Recognizing the potential for Rhode Island’s economy, RI BIO collaborated with Gov. Gina M. Raimondo’s Rhode Island BioHub Group in January on a report that recommended ways to grow the lucrative biotech industry here. The ideas included having the state organize a forum of high-net-worth individuals in Rhode Island to discuss creating an initial $25 million private capital fund to infuse promising local ventures with the money they need. The ideas also included developing facilities such as wet-lab space in Rhode Island to discourage local startups from moving to locations that already have such facilities, including Massachusetts.

In addition to medical devices and equipment, biotech’s other subsectors are drugs and pharmaceuticals; research, testing and medical labs; bioscience-related distribution; and agricultural feedstock and industrial biosciences.

‘We’re building momentum … every time a company expands or relocates here.’
CAROL MALYSZ, RI BIO executive director

Among the five subsectors, Rhode Island is strongest in medical devices and equipment. As of 2016, employment in the medical devices and equipment subsector totaled 4,045 in the Providence-Warwick metropolitan area, ranking it No. 18 among metro areas nationwide.

Providence-Warwick ranked No. 10 among metro areas nationwide with the highest concentration of jobs in the medical devices and equipment subsector.

However, neither the Providence-Warwick metro nor Rhode Island were ranked among the nation’s employment leaders in biotech’s four other subsectors.

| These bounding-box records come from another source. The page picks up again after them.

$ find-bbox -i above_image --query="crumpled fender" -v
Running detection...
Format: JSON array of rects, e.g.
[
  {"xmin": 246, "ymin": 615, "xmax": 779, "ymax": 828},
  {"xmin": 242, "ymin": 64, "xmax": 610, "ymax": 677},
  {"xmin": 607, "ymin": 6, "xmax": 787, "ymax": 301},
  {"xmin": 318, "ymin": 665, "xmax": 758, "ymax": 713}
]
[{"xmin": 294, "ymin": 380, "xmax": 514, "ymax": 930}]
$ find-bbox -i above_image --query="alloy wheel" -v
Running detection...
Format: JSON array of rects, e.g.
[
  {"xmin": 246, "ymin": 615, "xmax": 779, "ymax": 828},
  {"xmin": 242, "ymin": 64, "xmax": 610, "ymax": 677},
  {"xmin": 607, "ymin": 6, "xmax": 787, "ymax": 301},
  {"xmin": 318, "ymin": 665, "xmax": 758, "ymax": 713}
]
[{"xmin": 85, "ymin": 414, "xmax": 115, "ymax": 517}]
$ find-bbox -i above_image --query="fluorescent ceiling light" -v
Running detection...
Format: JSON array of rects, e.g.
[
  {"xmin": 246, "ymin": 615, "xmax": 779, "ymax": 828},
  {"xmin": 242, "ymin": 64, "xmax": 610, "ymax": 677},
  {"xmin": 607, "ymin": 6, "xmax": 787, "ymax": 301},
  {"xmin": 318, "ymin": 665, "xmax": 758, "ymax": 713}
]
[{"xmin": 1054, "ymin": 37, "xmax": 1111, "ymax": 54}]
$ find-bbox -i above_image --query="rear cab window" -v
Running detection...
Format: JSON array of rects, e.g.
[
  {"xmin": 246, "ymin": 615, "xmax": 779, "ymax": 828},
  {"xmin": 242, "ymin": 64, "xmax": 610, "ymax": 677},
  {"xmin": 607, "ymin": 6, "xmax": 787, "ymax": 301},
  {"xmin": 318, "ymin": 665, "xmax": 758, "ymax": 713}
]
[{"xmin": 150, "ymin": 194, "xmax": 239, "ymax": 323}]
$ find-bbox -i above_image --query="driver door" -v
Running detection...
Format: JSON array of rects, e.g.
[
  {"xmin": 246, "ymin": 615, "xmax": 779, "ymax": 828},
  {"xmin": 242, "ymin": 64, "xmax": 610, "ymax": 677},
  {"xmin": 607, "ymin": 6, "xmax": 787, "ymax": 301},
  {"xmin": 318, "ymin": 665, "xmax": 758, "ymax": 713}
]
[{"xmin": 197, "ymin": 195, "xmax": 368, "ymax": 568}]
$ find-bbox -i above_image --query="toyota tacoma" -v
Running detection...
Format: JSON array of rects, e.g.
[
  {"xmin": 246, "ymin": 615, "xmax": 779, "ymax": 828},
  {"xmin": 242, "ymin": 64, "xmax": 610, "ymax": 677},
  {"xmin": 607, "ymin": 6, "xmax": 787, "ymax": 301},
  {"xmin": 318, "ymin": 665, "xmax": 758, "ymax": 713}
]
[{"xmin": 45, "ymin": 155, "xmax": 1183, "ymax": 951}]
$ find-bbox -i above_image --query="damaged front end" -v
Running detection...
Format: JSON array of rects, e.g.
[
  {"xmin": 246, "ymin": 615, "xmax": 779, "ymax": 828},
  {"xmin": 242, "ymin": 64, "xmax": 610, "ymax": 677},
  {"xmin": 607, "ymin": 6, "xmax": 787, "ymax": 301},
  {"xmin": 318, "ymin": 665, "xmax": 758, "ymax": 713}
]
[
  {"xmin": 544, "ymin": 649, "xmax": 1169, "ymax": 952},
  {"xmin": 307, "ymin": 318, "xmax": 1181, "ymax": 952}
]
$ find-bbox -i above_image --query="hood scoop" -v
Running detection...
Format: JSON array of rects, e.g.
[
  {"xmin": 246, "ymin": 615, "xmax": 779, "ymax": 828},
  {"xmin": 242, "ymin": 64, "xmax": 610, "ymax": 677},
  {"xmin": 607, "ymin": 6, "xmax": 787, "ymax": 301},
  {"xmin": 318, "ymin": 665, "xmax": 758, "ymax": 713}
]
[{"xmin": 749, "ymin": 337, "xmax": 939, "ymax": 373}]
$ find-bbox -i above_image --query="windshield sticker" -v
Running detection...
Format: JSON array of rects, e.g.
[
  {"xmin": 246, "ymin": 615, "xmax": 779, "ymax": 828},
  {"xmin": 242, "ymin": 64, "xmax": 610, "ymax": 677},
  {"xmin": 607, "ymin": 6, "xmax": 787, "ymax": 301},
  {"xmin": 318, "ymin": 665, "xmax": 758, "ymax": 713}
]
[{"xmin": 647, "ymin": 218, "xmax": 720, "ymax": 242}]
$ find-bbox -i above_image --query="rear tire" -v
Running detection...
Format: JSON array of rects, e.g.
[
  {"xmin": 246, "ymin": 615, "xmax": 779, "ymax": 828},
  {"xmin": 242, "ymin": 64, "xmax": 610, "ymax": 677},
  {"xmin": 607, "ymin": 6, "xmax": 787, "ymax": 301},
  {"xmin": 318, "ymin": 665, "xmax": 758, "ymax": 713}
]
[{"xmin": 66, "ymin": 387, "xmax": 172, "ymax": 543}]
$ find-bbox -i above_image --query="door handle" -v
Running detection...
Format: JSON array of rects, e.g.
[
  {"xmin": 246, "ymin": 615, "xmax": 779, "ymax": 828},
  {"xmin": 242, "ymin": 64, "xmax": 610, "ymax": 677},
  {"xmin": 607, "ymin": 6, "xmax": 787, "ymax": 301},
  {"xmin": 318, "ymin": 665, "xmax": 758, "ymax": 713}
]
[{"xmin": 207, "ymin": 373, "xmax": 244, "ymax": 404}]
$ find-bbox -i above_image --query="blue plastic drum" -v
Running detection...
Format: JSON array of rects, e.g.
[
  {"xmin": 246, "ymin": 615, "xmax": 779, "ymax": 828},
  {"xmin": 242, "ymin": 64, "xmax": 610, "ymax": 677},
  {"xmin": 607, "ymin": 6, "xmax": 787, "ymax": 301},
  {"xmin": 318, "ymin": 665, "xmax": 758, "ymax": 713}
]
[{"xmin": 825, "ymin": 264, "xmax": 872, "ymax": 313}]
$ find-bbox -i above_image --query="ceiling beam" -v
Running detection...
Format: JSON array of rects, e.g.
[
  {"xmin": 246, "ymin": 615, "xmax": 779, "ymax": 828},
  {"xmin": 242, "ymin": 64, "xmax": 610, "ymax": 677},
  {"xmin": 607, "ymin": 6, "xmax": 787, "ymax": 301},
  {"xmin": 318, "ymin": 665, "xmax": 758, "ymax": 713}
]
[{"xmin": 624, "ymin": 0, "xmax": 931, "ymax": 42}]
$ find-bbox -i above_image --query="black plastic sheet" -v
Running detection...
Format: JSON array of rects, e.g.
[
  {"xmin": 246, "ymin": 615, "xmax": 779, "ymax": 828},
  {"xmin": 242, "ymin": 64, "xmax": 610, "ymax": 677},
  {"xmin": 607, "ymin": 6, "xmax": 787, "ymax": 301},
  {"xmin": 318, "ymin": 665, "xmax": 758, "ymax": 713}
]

The 2018 report found that most of the venture capital going to biotech is mainly happening in two states: California, $28.3 billion from 2014 to 2017; and Massachusetts, $15.3 billion during the same period. New York was a distant third with about $2.1 billion. However, when measuring the amount of biotech venture capital per capita during that period, Massachusetts was far ahead of all other states. Massachusetts also led the nation in biotech-related patents issued per capita during that time.

Rhode Island did well in federal funding for biotech research. The state ranked No. 4 in the nation in terms of receiving the most funding per capita from the National Institutes of Health, the report showed.

An example of biotech’s growth here is Rubius Therapeutics Inc. The Cambridge, Mass.-based biopharmaceutical company is on track to have its new manufacturing facility in Smithfield fully operating by the end of next year, said Rubius spokeswoman Lori Melancon.

The company is renovating the 135,000-square-foot former Alexion Pharmaceuticals factory to make that its main manufacturing facility. Currently, Rubius does most of its manufacturing through an independent contractor.

Rubius has about 50 employees working out of Smithfield as the renovation continues. The total cost of the project is about $95 million, Melancon said. The number of Rubius employees in Smithfield is expected to increase to 80 by the end of this year, then increase to 150 by the end of 2020, she said.

Meanwhile, California-based Amgen Inc., another biopharma company, expects modular additions to expand the company’s Amgen Rhode Island manufacturing facilities in West Greenwich to arrive this month, said Amgen spokeswoman Tara Urban. The company expects to complete the exterior work in September, then start the interior work. When the expansion is completed, Amgen’s campus in West Greenwich will have an additional 150 employees working there. Currently, Amgen has about 650 employees at the site, Urban said.

Malysz says Rhode Island is making progress in biotech. “We’re building momentum with the expansion of infrastructure [through related programs and facilities at local colleges and universities] and every time a company expands or relocates here,” she said.